Consecrated Graveyards still open for burial
It may be possible to make use of a portion of the churchyard which, although available for burials, has not yet been used for burials, and is therefore clear of monuments. Any permitted activity or use would need to be seemly, and would need to be authorised by Faculty if the arrangement is to be of any permanence or on a commercial basis.
Advertising hoardings can sometimes be placed on part of a consecrated graveyard, eg the perimeter. The authority of a Faculty would be needed and appropriate conditions will need to be imposed to ensure the suitability of the material displayed.
Consecrated churchyards with no burials
Where there are no burials, the range of possible uses is, in practice, wider.
Cafés and Farmer’s Markets
There have been cases of cafés being permitted on church curtilage, and subject to appropriate controls it might be suitable to use for a farmers’ market, depending on the circumstances.
It might be possible to find a corner on which, say, beehives could be placed with the authority of a licence granted by the Incumbent and PCC with the authority of a Faculty.
A disused burial ground is easier again.

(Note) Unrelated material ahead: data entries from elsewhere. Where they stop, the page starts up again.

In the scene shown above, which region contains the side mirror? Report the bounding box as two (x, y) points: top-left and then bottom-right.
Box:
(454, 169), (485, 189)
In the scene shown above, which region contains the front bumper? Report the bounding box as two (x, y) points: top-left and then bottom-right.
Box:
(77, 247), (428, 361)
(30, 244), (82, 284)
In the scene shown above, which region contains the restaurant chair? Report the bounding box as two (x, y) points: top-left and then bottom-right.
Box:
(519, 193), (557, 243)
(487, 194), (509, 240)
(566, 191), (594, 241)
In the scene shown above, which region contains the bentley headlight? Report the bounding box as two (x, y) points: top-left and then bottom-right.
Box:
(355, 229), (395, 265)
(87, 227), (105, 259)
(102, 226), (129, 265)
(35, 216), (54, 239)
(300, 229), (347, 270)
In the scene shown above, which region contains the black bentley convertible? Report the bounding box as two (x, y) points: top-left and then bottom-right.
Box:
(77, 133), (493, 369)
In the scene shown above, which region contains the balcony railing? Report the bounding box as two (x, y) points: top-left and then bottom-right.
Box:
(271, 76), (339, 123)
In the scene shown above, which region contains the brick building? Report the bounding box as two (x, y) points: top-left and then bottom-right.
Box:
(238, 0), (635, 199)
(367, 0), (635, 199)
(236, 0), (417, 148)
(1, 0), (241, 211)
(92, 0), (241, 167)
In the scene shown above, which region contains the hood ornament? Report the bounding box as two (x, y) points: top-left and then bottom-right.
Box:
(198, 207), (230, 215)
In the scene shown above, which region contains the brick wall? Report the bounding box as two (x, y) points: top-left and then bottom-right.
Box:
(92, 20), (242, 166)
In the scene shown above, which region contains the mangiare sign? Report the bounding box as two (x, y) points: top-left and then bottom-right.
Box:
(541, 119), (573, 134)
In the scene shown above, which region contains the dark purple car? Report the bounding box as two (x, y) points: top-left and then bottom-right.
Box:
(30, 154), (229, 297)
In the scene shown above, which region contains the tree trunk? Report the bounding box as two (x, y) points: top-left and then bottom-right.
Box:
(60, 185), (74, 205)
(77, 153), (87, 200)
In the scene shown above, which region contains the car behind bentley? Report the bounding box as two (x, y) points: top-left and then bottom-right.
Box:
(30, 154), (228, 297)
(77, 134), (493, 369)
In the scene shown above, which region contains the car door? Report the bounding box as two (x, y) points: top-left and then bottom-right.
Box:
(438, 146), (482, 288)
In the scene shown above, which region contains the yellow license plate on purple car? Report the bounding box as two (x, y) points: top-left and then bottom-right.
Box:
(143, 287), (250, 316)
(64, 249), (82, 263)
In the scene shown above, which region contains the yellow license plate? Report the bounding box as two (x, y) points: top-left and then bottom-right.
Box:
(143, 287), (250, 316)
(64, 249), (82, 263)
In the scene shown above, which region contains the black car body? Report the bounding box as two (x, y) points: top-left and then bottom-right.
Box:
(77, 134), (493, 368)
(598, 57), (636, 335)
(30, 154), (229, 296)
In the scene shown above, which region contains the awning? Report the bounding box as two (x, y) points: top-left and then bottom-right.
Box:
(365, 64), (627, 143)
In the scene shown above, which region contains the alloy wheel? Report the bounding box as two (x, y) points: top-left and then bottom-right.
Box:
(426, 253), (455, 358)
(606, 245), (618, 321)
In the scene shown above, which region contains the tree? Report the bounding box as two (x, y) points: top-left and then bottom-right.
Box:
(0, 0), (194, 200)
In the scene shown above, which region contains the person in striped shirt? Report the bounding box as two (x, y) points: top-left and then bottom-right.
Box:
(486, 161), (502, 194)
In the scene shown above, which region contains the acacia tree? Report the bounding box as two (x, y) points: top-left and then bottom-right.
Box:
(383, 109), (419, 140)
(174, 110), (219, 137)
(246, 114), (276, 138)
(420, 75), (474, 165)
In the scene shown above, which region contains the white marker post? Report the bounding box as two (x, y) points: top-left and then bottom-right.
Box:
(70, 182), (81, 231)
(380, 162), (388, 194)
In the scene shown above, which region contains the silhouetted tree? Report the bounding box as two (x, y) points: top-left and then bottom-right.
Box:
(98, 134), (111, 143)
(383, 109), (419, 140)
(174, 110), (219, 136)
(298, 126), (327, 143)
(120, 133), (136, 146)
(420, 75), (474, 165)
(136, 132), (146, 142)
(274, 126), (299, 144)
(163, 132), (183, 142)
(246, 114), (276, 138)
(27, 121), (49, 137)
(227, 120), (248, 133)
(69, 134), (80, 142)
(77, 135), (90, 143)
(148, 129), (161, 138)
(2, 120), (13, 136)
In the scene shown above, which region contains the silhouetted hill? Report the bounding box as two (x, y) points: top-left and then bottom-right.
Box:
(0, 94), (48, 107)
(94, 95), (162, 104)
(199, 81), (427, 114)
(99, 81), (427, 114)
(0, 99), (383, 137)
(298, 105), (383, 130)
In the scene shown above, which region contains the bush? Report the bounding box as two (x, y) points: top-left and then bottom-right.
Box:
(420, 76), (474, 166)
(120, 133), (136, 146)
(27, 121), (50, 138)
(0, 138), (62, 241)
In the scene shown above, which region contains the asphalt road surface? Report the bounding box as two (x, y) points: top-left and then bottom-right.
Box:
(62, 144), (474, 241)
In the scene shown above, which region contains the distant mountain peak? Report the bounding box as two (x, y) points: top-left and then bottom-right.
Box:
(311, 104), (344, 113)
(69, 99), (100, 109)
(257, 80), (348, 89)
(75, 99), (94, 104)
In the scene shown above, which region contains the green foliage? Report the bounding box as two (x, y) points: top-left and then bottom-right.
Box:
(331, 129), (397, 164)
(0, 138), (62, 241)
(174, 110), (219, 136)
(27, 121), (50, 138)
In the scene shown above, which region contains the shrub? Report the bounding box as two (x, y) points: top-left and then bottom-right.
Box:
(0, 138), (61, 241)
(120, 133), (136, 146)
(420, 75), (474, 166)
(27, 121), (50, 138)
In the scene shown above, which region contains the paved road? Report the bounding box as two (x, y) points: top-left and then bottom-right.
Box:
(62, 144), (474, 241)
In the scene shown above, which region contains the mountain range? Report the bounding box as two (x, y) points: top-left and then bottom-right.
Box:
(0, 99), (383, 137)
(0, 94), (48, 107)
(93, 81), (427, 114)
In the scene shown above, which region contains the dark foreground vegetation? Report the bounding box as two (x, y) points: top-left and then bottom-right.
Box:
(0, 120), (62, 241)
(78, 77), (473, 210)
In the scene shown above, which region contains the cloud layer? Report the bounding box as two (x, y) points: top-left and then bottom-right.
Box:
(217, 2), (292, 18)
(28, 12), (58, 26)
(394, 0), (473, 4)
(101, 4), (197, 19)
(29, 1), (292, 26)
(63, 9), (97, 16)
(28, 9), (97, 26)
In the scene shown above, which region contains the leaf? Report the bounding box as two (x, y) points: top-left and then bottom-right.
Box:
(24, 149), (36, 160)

It may be used for a variety of purposes – e.g. for recreational uses – but no building or structure may be placed on it, and it remains subject to the Faculty Jurisdiction. Obviously, the presence of graves or monuments, if still present, would impose its own constraints
Easier still, since there are obvious constraints on what is regarded as seemly or appropriate on consecrated land. Nevertheless, even on unconsecrated curtilage, the proximity of the church building and the fact that the land is in church ownership will still impose significant constraints in practice. Even unconsecrated curtilage is still within the Faculty Jurisdiction.
Unconsecrated curtilage has been used, with the authority of a Faculty, for car parking purposes, thereby generating income. However, parishes need to keep an eye on the planning legislation in this context. See also the article on Car Parking
There have been instances of sheep being permitted to graze in graveyards, too, although this is probably just to keep the grass down rather than to generate an income!